1000 km : une occasion à saisir


Saisissez par exemple l’occasion que vous donnerait l’obligation ou le plaisir d’effectuer quelques allers-retours sur une longue distance. 1000 kilomètres disons, presque exclusivement autoroutiers. Vous passe par l’idée, la crise aidant sans doute, de tester la consommation de la voiture à moteur diesel dont vous disposez. Rien à voir avec la loi, quoi que… En effet, pour faire 1000 kilomètres, à moins de tourner en rond, cela suppose que vous sortiez de la Belgique. Direction le Sud de la France. Deux lois pour des situations identiques : la vitesse maximum autorisée en Belgique est de 120 km/h, elle est de 130 en France. Rien à voir non plus avec la désobéissance à la loi si, pour tester votre consommation optimale, vous vous décidez à ne pas franchir les 110 km/h.
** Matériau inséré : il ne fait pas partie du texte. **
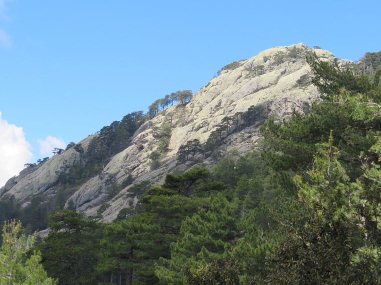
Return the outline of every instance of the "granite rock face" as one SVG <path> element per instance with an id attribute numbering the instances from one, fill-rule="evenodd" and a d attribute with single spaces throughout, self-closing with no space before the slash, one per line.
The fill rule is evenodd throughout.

Vous êtes seul à tenir le volant. Pas deux modes de conduite donc : le test sera d’autant plus crédible. Quand vous arrivez à destination, habitué à ce parcours, vous n’en croyez pas vos yeux. Vous n’avez pas mis beaucoup plus de temps à parcourir la distance. Peut-être vous êtes-vous arrêté moins longtemps en cours de route ? Comme l’objectif n’était pas de comparer la durée du parcours, vous ne faites que constater cela : vous êtes arrivé au but plus ou moins comme à l’ordinaire. Ce qui vous surprend, c’est que vous n’avez consommé que 4,3 litres aux cent kilomètres. Or, lors de vos précédents parcours sur ce même trajet, vous en consommiez 5,5. D’ailleurs, alors que votre réservoir ne peut contenir que 50 litres, il vous reste encore au compteur un peu plus de 170 kilomètres d’autonomie là où, lors des voyages précédents, vous deviez faire le plein avant votre destination.


Des petits Euros de gagnés


Vous jubilez. Pensez donc, sans que vous n’ayez senti d’impact important sur la durée de votre parcours, vous avez épargné, au bas mot, quelque 1,70 € au cent kilomètres, soit 17 € pour votre parcours.
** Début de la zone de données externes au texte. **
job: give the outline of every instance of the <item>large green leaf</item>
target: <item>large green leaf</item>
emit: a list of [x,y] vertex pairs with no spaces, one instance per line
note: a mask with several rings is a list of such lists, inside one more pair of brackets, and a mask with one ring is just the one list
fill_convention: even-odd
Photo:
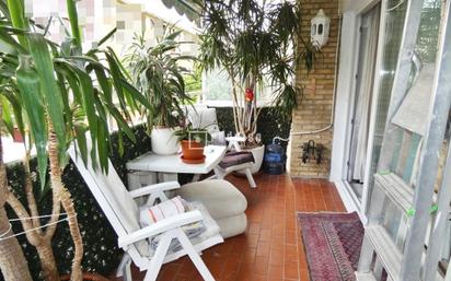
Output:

Avant de porter toutefois un jugement définitif sur la question, vous vous demandez si ce que vous avez vu et retenu de vos précédents parcours est bien correct. Peut-être que, moins obéissant que vous le prétendez, en le croyant d’ailleurs, les limites de vitesse auxquelles vous vous êtes astreint ne correspondaient pas de manière stricte et constante à celles imposées par la loi. Allez savoir ! Le fait de n’avoir pas reçu de procès-verbal ne prouve rien, et ne fait en tout cas pas preuve en matière de consommation.


Avant d’en parler autour de vous, d’autant que les 1000 kilomètres que vous avez parcourus dans un sens vous en imposaient 1000 autres pour rentrer, sur le même axe et dans des conditions analogues, vous vous décidez à vous efforcer, lors du retour, à rouler au plus près des vitesses maximales autorisées.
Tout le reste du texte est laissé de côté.